1913 film by Edwin S. Porter and Joseph A. Golden

The Count of Monte Cristo is a 1913 silent film adventure directed by Joseph A. Golden and Edwin S. Porter, based on the adapted play of Alexandre Dumas' 1844 novel of the same name by Charles Fechter, adapted on screen by Hampton Del Ruth. It starred James O'Neill, a stage actor and father of playwright Eugene O'Neill. James O'Neill had been playing Edmond Dantès most of his adult life and was famous in the role. Daniel Frohman and Adolph Zukor produced together. Edwin S. Porter co-directed with Joseph Golden, though this was probably necessary as Porter also served as the film's cinematographer. The film was released on November 1, 1913.

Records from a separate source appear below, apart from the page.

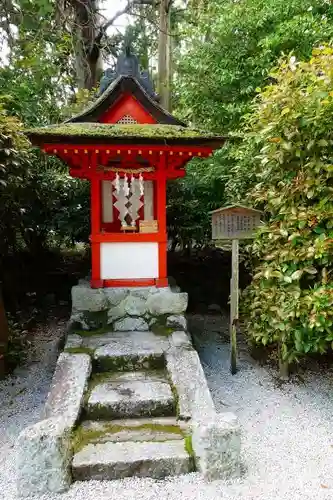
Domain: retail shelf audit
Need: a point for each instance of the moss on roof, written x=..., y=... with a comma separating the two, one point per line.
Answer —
x=135, y=131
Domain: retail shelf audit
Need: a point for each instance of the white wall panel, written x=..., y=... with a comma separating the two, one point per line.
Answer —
x=107, y=206
x=129, y=260
x=148, y=200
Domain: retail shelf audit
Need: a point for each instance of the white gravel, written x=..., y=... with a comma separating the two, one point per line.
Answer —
x=287, y=443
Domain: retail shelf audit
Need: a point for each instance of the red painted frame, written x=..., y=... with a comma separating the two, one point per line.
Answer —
x=91, y=161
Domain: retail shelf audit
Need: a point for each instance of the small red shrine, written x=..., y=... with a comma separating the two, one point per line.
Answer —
x=128, y=146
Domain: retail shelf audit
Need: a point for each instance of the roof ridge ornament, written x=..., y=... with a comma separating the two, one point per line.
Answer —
x=128, y=66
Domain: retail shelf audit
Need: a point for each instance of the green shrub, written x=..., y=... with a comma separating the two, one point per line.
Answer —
x=290, y=301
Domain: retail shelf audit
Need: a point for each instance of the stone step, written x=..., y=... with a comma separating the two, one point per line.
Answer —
x=140, y=429
x=128, y=395
x=128, y=351
x=117, y=460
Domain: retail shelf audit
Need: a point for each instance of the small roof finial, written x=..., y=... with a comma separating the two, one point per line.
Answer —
x=128, y=38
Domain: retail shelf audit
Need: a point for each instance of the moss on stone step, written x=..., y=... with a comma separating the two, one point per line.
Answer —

A previous film by Selig starring Hobart Bosworth in 1912 had to be pulled from circulation as Zukor brought lawsuit against Selig for copyright infringement.

==Cast==
- James O'Neill as Edmond Dantes / Count of Monte Cristo
- Nance O'Neil as Mercedes
- Murdock MacQuarrie as Danglars

==Reception==
In Before the Nickelodeon, Charles Musser writes, "This remarkable record of late-nineteenth-century theatrical technique may not have been dynamic enough to launch the company's new line of original productions. O'Neill's acting style and the sets were incompatible with popular conceptions of realism and had become old-fashioned, even in the theater. When finally released late in 1913, The Count of Monte Cristo received little attention even in the trade press. Not surprisingly, the Porter-Golden collaboration was not repeated."

==Preservation==
The film is preserved via paper print at the Library of Congress. It is also in the collections of the National Archives of Canada, Ottawa, the George Eastman House, and the BFI National Film and Television Archive.